One of the things I’m continuously asked for as a test manager is a map of the risk in the product. The idea is, this will allow both greater transparency of “problematic areas” in need of rework, and allow teams to make better risk assessments and decisions going ahead. Now, I have a few thoughts about this already (outlined below) but I do want to attempt it and see if there’s value to be had here. Thinking this through the most basic level of “product risk” as per the expectations of those asking for it is…
Incidence of error VS severity of error VS visibility of error
Number of bugs in an area VS how critical the area is to users VS existing tests/checks we run in the area
Couple of crude worked examples of that thinking…

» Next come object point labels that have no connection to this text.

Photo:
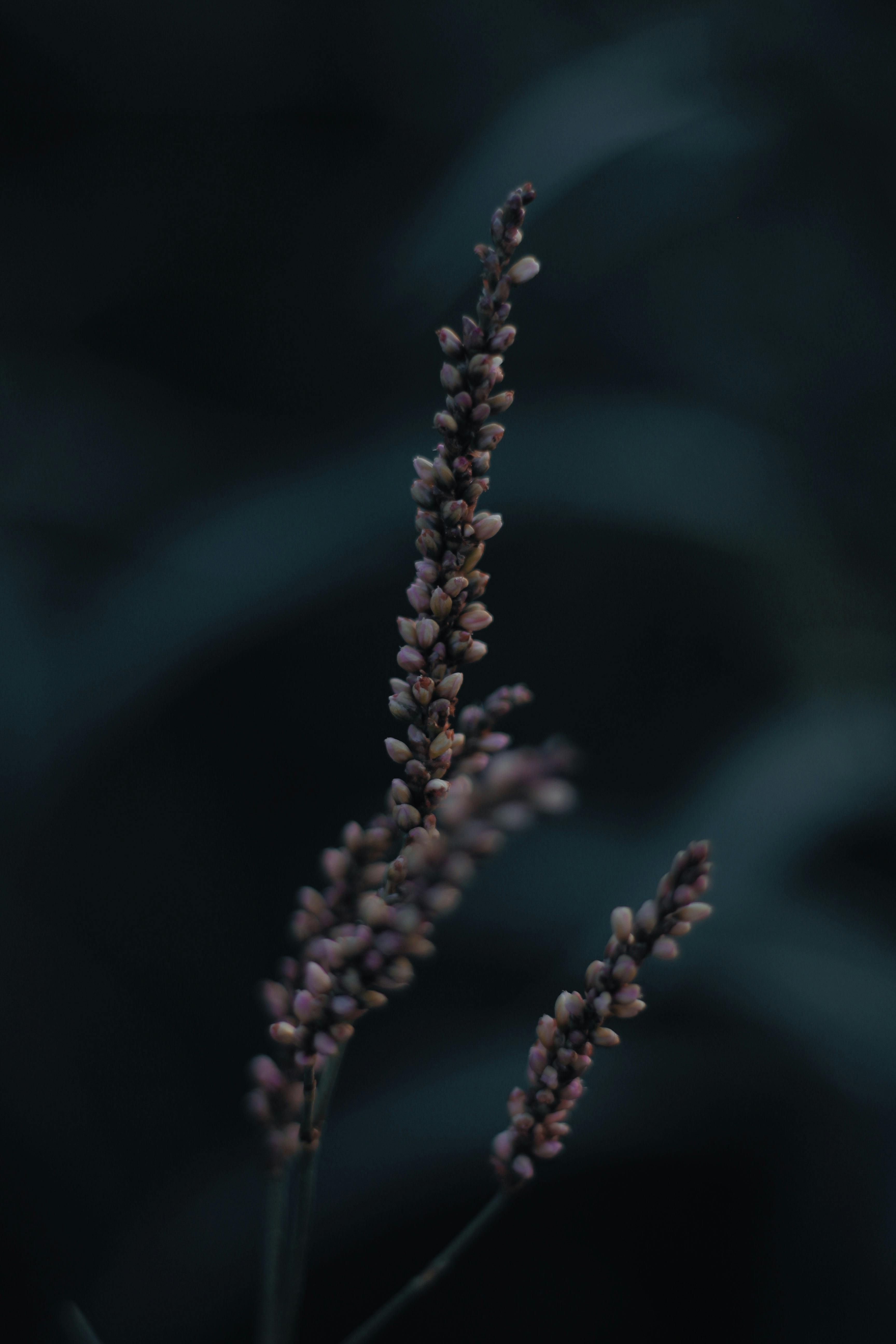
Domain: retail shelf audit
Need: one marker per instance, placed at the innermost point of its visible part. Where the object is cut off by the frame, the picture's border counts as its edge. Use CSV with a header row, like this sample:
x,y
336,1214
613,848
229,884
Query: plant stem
x,y
433,1272
77,1324
273,1255
296,1214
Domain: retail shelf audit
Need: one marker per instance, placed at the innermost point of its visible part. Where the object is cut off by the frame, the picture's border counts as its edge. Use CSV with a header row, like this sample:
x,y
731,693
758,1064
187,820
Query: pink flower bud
x,y
438,745
593,974
305,1006
451,686
452,380
428,572
373,909
487,526
647,917
284,1033
428,632
451,342
418,596
621,922
546,1031
489,436
627,995
523,271
695,913
429,542
503,339
453,511
406,816
473,560
625,970
473,335
440,604
316,979
410,659
422,690
538,1060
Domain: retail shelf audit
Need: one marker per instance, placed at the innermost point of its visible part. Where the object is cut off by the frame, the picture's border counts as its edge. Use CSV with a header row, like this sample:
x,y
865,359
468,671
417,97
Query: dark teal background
x,y
229,233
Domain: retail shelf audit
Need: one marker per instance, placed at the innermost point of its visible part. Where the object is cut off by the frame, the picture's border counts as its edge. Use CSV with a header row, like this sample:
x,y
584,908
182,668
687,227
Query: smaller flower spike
x,y
565,1042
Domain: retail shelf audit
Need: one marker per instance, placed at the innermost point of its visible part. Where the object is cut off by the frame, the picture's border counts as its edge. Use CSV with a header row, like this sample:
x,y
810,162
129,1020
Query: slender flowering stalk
x,y
391,879
565,1044
562,1054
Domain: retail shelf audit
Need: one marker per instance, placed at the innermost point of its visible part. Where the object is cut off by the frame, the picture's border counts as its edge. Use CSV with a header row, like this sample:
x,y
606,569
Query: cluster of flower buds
x,y
446,594
391,879
358,935
565,1044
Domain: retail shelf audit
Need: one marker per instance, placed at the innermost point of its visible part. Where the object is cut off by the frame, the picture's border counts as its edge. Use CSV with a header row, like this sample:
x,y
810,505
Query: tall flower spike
x,y
565,1042
389,882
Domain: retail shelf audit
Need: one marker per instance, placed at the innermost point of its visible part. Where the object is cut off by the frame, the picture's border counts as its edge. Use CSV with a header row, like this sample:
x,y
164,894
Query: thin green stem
x,y
273,1255
77,1324
303,1181
302,1178
432,1275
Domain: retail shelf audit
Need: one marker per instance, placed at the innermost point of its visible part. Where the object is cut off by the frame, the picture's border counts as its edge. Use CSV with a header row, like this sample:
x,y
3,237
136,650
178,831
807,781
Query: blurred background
x,y
229,233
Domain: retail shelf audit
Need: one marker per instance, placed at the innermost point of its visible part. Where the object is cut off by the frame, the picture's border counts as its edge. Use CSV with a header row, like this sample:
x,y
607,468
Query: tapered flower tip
x,y
696,912
316,979
524,271
406,816
410,659
284,1034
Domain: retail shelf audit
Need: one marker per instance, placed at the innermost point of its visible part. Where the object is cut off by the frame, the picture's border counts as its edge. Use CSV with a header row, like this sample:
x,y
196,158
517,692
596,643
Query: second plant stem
x,y
289,1215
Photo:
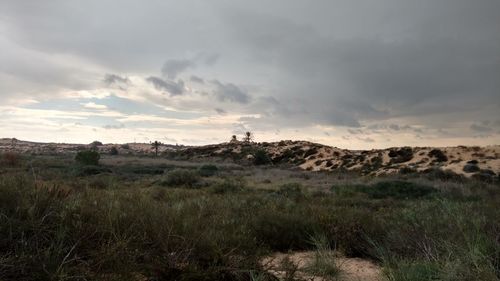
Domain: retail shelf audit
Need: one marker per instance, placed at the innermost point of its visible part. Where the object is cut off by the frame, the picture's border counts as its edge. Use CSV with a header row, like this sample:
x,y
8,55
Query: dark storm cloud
x,y
327,62
230,92
445,56
173,88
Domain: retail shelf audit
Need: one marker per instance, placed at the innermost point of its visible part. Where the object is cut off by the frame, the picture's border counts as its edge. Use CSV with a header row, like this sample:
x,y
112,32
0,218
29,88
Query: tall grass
x,y
120,230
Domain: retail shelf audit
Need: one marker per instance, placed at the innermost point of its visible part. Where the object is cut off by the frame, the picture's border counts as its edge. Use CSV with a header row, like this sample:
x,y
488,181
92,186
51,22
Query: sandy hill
x,y
471,161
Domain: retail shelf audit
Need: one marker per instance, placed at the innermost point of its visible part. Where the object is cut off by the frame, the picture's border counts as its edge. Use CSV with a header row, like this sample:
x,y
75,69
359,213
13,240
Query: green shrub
x,y
182,177
397,189
10,159
261,157
228,185
88,157
208,170
284,231
291,190
113,151
89,170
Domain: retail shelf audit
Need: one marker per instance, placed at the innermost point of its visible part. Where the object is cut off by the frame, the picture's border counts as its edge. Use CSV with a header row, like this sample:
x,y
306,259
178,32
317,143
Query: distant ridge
x,y
470,161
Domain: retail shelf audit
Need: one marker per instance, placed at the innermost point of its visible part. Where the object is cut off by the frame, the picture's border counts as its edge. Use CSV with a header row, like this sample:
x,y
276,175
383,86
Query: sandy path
x,y
352,269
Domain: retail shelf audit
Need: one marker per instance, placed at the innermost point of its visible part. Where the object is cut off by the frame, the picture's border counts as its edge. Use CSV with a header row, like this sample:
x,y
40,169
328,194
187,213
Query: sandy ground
x,y
352,269
305,155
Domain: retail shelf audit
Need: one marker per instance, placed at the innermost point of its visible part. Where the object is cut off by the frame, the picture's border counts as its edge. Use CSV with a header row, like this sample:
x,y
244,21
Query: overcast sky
x,y
353,74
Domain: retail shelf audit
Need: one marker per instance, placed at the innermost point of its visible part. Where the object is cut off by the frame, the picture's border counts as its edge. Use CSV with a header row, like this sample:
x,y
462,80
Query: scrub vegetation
x,y
62,219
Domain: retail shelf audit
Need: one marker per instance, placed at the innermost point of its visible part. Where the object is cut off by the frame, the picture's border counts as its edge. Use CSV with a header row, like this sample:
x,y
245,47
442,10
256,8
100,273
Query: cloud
x,y
174,88
197,79
114,127
220,111
92,105
230,92
171,68
110,79
480,128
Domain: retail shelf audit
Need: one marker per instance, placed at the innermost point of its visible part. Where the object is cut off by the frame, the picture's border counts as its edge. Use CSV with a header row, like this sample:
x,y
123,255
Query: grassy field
x,y
139,218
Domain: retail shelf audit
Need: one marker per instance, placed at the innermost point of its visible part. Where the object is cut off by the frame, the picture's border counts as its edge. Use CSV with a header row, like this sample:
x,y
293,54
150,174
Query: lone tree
x,y
155,145
248,137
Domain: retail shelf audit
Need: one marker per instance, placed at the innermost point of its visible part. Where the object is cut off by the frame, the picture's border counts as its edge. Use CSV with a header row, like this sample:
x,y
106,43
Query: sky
x,y
353,74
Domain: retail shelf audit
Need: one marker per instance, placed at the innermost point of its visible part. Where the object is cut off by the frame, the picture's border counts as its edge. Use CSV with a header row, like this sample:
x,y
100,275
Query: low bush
x,y
89,170
182,177
88,157
291,190
229,185
283,231
113,151
208,170
11,159
261,157
397,190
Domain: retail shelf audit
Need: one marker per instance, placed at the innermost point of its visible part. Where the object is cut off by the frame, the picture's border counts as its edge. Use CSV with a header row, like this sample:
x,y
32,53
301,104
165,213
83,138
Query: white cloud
x,y
92,105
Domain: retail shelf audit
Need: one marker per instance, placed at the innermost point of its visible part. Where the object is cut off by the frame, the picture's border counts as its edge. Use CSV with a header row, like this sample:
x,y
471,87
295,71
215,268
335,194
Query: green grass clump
x,y
114,226
208,170
182,177
324,261
88,157
398,190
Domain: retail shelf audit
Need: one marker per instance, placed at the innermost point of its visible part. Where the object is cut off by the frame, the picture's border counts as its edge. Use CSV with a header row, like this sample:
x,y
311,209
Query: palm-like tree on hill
x,y
155,145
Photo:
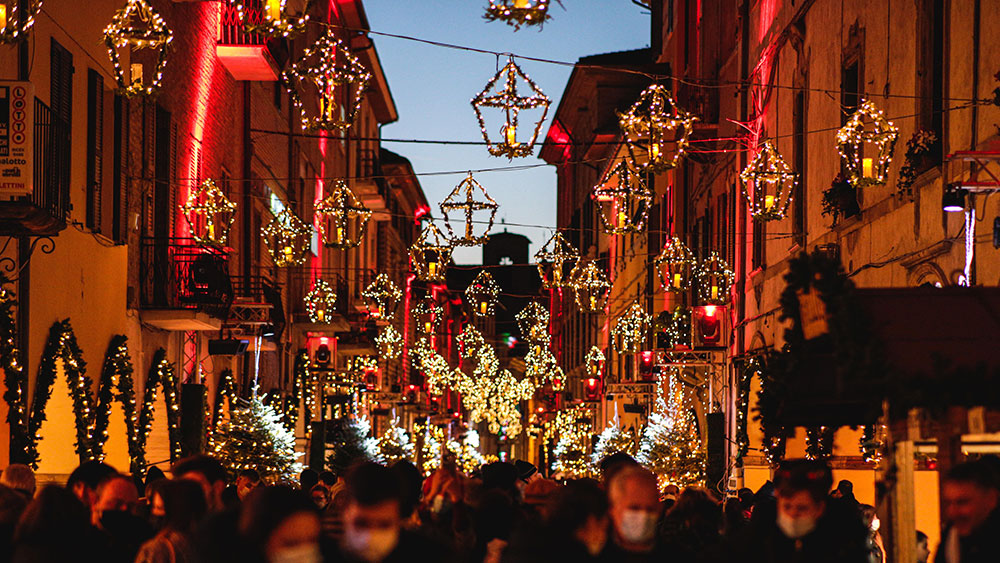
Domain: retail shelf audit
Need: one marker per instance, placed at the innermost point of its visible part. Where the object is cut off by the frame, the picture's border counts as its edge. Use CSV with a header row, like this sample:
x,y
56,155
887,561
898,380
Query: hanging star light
x,y
656,130
714,279
321,302
288,239
591,286
867,126
507,99
209,214
273,19
556,260
328,72
482,294
623,200
430,254
463,197
137,26
381,297
340,218
629,332
673,266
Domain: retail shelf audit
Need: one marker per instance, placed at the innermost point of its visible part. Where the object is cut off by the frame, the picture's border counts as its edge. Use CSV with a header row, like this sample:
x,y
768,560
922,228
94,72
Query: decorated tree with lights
x,y
255,438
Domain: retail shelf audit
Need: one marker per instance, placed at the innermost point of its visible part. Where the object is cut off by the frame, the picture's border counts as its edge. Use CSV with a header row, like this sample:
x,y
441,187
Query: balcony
x,y
43,211
185,286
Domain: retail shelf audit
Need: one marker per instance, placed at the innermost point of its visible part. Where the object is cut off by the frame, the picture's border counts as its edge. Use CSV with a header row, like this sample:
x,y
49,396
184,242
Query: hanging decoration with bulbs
x,y
288,239
623,199
209,214
463,198
656,130
138,26
768,184
328,71
867,127
508,100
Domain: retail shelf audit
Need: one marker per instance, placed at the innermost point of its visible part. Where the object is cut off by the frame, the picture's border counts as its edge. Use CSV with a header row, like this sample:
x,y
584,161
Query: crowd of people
x,y
504,512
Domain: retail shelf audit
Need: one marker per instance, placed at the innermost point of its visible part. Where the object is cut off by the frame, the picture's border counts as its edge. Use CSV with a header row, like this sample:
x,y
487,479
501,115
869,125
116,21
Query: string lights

Feature A is “low risk” because it historically has few bugs, moderate mission-criticality (an error here would be unlikely to require immediate patching) and reasonable coverage.
Feature B is “high risk” because it historically has moderate levels of bugs, high mission criticality (a problem here requires immediate patching) and low coverage.
I could proceed on that basis, map out the historic incidence of bugs, their significance, and response to them. It would take a lot of time. I am concerned it would be a low value exercise for a few reasons - just because we’ve had a lot of bugs in an area, does that really make it high risk? What if that’s the only area where we have been adding features, for instance? This could be mitigated perhaps by dividing by points or stories delivered in an area, but eh, the water gets muddy pretty quick thinking along those lines. Also, maintaining a map like this is an ongoing expense - we have to keep pace with the new bugs over time.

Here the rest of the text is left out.